Cashbox described it as "soft rock, with elegant acoustic guitar work, glistening harmonies, light rhythm and electric piano touches." Record World called it a "willowy ballad," saying that "the soft vocals and
smooth flow are well-suited for soft -rock fans and A/C -pop."

This song was featured in an episode of Family Guy, "Emission Impossible", the 1981 American film Private Lessons, and the Australian film Hotel de Love.

==Personnel==
- Russell Hitchcock – vocals
- Graham Russell – vocals, guitar
- Frank Esler-Smith – keyboards

==Chart performance==
Within six weeks after its release, the song made it to the top 40 and was in the top 10 seven weeks after that.
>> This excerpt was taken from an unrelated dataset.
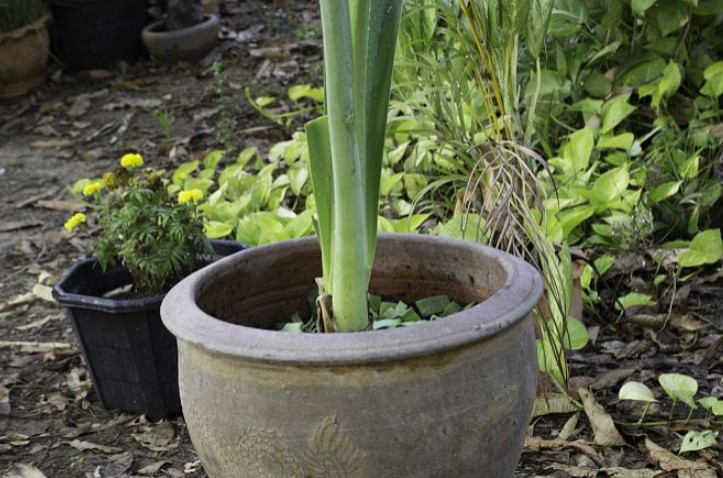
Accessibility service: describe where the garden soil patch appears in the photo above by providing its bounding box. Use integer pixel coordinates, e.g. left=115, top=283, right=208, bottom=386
left=0, top=0, right=723, bottom=478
It spent four weeks at number three on the Billboard Hot 100 chart in May 1980 and topped the Billboard Adult Contemporary chart for six weeks that same year.

== Music videos ==
There are two music videos for "Lost in Love". One, an official video, has Air Supply singing on a blue background, while their entire band of additional personnel play their music for them. The other one has Air Supply singing live at a concert.

==Charts==

===Weekly charts===

| Chart (1979–1980) | Peak position |
|---|---|
| Australian (Kent Music Report) | 13 |
| Canada RPM Top Singles | 4 |
| Canada RPM Adult Contemporary | 1 |
| France | 10 |
| New Zealand (Recorded Music NZ) | 3 |
| US Billboard Hot 100 | 3 |
| US Adult Contemporary (Billboard) | 1 |
| US Cashbox Top 100 | 2 |

===Year-end charts===

| Chart (1979) | Rank |
|---|---|
| Australia (Kent Music Report) | 82 |
| New Zealand (RIANZ) | 47 |
| Chart (1980) | Rank |
| Canada | 51 |
| US Billboard Hot 100 | 15 |
| US Cash Box | 15 |

==Certifications==

| Region | Certification | Certified units/sales |
| New Zealand (RMNZ) | Gold | 15,000^{‡} |
| United States (RIAA) | Gold | 500,000^{‡} |
^{‡} Sales+streaming figures based on certification alone.

== Dickey Lee and Kathy Burdick version ==
A country music version of "Lost in Love" was recorded later in 1980 by singers Dickey Lee and Kathy Burdick. This version peaked at number 30 on the Billboard Country chart.

== Demis Roussos version ==

That same year 1980, Demis Roussos covered the song on his 1980 studio album Man of the World. The recording featured singer Florence Warner. The cover was also released as a single, which reached no. 3 in Belgium (Flanders) and no. 4 in the Netherlands.

The recording was produced by David Mackay.

=== Track listing ===
7" single Mercury 6000 419 (1980, Germany, Netherlands, Portugal, UK, Peru, South Africa, etc.)

 A. "Lost in Love" (featuring Florence Warner) (3:31)
 B. "Had to Run'" (3:04)

7" single Mercury 6000 601 (1980, Italy)

 A. "Lost in Love" (featuring Florence Warner) (3:30)
 B. "Nascerà (Highway Home)'" (3:10)

=== Charts ===

| Chart (1980) | Peak position |
|---|---|
| Belgium (Ultratop 50 Flanders) | 3 |
| Netherlands (Single Top 100) | 4 |

== Deep Obsession version ==
In 1998, "Lost in Love" was covered by New Zealand pop group Deep Obsession. It was released as their debut single and topped the charts in their homeland, staying at number one for two weeks in August 1998.